Alors que les milles défilent à vive allure au compteur d'IDEC, Francis Joyon, avant d'exprimer tout sentiment de satisfaction, souligne aujourd'hui toute l'intensité des heures cruciales qu'il vit dans la phase si incertaine du départ pour le plus long des périples maritimes imaginables. "Je n'ai guère eu le temps de plonger dans mon informatique "témoignait il à la mi-journée, totalement ignorant de son "score" du jour. Et pourtant, d'aucun se gargariserait volontiers de ces 451 milles avalés en travers du golfe de Gascogne lors des premières 24 heures de course. Une allure qu'IDEC, sous grand voile deux ris et trinquette à l'avant a fait mieux que confirmer tout au long de l'après-midi, portant à 546 milles (18 heures françaises) sa distance totale parcourue depuis Brest à la moyenne horaire de 17,66 noeuds. Francis prolonge à plus de 22 noeuds le long bord au Sud Ouest amorcé cette nuit avec cet empannage au plus près des côtes espagnoles. Le vent souffle en force le long des côtes du Portugal, plus de 30 noeuds, et c'est au large que Francis va chercher l'angle et la force de vent favorables au grand trimaran. Si, ainsi que le précisait Jean-Yves Bernot, conseiller météo de Joyon, les "fenêtres de départ" sont difficiles à trouver en cette saison, les configurations actuellement rencontrées par Francis satisfont pleinement le skipper Morbihanais. "Nous devrions garder du vent fort pendant quelques temps" lâchait il ce matin laconiquement. Et les chiffres de lui donner raison. L'écart très théorique qui le sépare du tracé virtuel d'Ellen MacArthur en 2005 dépasse ce soir les 85 nautiques. Joyon s'est énormément employé durant cette première journée à placer IDEC sur la bonne orbite. Fidèle à sa réputation, il se sacrifie totalement à la marche et au ressenti du bateau. Il n'oublie pas pour autant sa propre condition. Loin des terres et loin des hommes, Joyon va petit à petit entrer dans ce rythme mystérieux et anachronique de la vie de navigateur solitaire.
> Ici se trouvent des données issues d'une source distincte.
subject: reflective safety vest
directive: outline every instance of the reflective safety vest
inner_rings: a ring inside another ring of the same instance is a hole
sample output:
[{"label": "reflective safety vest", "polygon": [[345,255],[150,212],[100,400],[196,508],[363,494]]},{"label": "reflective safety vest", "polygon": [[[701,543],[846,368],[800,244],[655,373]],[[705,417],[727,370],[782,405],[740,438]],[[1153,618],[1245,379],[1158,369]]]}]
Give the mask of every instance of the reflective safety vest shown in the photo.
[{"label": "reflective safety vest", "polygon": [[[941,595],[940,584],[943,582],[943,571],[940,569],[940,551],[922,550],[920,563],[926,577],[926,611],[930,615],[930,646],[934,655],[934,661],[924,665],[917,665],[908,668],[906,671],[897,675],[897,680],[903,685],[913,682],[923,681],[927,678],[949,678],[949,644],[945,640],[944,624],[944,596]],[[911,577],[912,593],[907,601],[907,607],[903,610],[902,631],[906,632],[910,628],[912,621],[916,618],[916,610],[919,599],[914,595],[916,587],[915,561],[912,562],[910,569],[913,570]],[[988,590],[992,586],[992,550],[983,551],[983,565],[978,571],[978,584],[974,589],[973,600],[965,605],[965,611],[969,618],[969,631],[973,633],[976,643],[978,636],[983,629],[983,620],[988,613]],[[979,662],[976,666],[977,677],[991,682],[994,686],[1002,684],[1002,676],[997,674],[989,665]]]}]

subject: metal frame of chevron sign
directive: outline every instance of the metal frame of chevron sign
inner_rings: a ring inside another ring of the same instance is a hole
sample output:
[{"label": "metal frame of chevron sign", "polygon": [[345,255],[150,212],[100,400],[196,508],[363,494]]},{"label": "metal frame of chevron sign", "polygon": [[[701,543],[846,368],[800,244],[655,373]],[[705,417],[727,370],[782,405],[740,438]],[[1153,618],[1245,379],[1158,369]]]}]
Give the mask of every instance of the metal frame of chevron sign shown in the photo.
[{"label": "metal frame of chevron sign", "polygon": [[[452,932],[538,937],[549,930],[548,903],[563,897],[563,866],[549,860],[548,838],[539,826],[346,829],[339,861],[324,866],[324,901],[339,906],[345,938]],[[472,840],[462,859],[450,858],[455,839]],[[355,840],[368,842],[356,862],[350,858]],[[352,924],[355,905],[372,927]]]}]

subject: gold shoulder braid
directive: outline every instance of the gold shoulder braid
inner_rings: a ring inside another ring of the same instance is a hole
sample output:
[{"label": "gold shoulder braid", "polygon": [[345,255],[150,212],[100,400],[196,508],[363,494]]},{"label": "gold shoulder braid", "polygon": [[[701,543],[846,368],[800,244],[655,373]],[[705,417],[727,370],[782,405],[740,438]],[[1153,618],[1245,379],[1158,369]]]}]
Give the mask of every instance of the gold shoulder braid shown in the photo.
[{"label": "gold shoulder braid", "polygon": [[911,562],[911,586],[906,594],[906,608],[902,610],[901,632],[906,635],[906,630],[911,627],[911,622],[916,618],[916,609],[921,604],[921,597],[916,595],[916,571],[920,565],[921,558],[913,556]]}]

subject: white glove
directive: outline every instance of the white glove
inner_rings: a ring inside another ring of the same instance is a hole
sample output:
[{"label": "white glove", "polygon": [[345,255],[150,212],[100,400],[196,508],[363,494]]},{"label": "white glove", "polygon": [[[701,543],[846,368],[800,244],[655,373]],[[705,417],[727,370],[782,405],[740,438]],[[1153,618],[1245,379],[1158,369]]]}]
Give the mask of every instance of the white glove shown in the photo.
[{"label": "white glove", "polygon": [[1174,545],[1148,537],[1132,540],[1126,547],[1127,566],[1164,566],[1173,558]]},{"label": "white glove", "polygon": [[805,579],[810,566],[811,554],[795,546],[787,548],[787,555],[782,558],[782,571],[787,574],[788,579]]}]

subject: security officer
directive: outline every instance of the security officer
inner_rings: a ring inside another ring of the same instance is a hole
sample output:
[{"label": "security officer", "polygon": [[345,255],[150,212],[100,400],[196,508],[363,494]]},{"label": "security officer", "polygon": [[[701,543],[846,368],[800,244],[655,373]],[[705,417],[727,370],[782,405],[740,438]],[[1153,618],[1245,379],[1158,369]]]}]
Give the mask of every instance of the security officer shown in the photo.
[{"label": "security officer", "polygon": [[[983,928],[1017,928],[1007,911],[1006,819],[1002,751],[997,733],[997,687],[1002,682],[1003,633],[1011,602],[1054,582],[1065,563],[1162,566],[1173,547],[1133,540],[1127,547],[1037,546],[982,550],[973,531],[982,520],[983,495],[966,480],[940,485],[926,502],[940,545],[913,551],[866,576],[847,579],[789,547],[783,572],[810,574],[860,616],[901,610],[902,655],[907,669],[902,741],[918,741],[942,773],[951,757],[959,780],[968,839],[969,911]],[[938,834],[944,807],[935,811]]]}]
vendredi 23 Novembre 2007 :
Top départ !

C'est parti pour Francis Joyon ! Le maxi trimaran IDEC a coupé ce vendredi matin à 11h05'52'' heure française la ligne « historique » des tours du monde en solitaire, à la sortie du goulet de Brest (voir ci-dessous). Sur mer plate, dans un flux de 15 nœuds de nord-est qui doit monter à 25 nœuds passée la pointe de Bretagne, IDEC allonge la foulée. Objectif : tourner autour du globe en moins de 71 jours, 14 heures, 18 minutes et 33 secondes. Pour battre le record, Francis Joyon doit revenir avant le dimanche 3 février 2008 à 1h23'25''(HF).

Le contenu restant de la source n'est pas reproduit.